Quizá la principal consecuencia de la alerta de Terra fue la decisión de crear el Plan CAIF (Centros de Atención a la Infancia y la Familia), una iniciativa que contó para su diseño original y puesta en marcha con el apoyo de UNICEF. El Plan CAIF asumió, desde su inicio, las múltiples carencias identificadas en la primera infancia en situación de pobreza, y en consecuencia se formuló como un esfuerzo integral, y por lo tanto interinstitucional, multidisciplinario y con participación del Estado y la sociedad civil, de apoyo a la infancia y la familia. En el Estado la institución líder es, desde 1996, el Instituto del Niño y Adolescente del Uruguay (INAU). Tal como se expresa en su sitio web institucional, “el Plan CAIF desde 1988, constituye una política pública intersectorial de alianza entre el Estado, Organizaciones de la Sociedad Civil (OSC), e Intendencias Departamentales, cuyo objetivo es garantizar la protección y promover los derechos de los niños y las niñas desde su concepción hasta los 3 años, priorizando el acceso de aquellos que provienen de familias en situación de pobreza y/o vulnerabilidad social, a través de las modalidades urbana y rural”.

Durante estas tres décadas el Plan CAIF fue creciendo con la apertura de centros en todo el territorio nacional. A diez años de creado, en 1998, el Plan CAIF atendía a 9.408 niños y niñas; a los 20 años, en 2008, la cobertura alcanzaba a 41.216 en 313 CAIF.

La Comisión de Infancia del Plan de Equidad, instalada el 12 de setiembre de 2007, dedicó su trabajo en el último trimestre del año al análisis de la situación de la primera infancia, entendida esta desde la gestación, poniendo especial énfasis en las condiciones de vida de embarazadas y niños y niñas en situación de vulnerabilidad social, así como en la calidad y cobertura de la atención en salud y educación. El trabajo de esta comisión dejó en claro que se requería un esfuerzo nacional adicional para alcanzar una efectiva equidad de oportunidades al inicio de la vida y en la primera infancia, cumpliendo así con compromisos suscritos por el país. Para que el esfuerzo a realizar fuera eficaz en el logro de ese propósito, resultaba imprescindible formular un plan de acción específico.

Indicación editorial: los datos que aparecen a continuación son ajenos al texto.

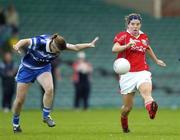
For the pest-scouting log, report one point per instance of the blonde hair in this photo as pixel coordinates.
(59, 41)
(132, 16)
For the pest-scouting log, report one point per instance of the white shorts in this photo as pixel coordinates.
(131, 81)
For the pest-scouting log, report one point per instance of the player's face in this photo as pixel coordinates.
(134, 27)
(53, 47)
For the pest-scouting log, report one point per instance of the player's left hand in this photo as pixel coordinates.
(161, 63)
(93, 43)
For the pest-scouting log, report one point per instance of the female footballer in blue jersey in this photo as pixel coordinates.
(35, 65)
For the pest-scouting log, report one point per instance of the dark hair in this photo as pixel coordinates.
(131, 17)
(59, 41)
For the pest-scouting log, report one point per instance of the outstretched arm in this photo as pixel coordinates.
(120, 48)
(77, 47)
(154, 58)
(21, 43)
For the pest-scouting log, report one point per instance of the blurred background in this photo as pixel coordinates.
(82, 20)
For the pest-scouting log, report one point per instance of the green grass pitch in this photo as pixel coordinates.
(94, 124)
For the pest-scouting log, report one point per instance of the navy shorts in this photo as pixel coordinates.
(27, 75)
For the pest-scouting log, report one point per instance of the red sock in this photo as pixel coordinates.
(124, 122)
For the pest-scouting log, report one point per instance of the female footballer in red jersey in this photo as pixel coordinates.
(133, 45)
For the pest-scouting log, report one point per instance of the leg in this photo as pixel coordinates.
(125, 110)
(86, 91)
(45, 80)
(17, 105)
(145, 90)
(76, 96)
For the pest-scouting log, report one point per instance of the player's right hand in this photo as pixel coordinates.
(132, 43)
(16, 48)
(93, 43)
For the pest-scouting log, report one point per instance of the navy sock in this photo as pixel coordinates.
(46, 112)
(15, 120)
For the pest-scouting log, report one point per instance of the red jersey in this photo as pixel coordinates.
(136, 54)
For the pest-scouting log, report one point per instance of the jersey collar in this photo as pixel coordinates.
(47, 45)
(140, 32)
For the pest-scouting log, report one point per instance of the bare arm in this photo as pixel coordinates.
(154, 58)
(77, 47)
(119, 48)
(21, 43)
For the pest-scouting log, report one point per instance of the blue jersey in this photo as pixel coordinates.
(38, 54)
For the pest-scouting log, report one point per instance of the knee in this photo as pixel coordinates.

En 2008 me correspondió elaborar el primer plan de acción en la materia, que titulamos “Equidad de oportunidades desde el inicio de la vida. Plan de acción al 2015 para el aumento de la cobertura y la mejora de la calidad en la atención a la primera infancia”. Este plan contó con el acuerdo de la Comisión de Infancia del Plan de Equidad, que reunía a todas las instituciones públicas con competencias en primera infancia. Este Plan de Acción describía la situación esperada a 2015, con sus objetivos, indicadores, metas, acciones a realizar para el logro de los objetivos y cronograma de ejecución propuesto.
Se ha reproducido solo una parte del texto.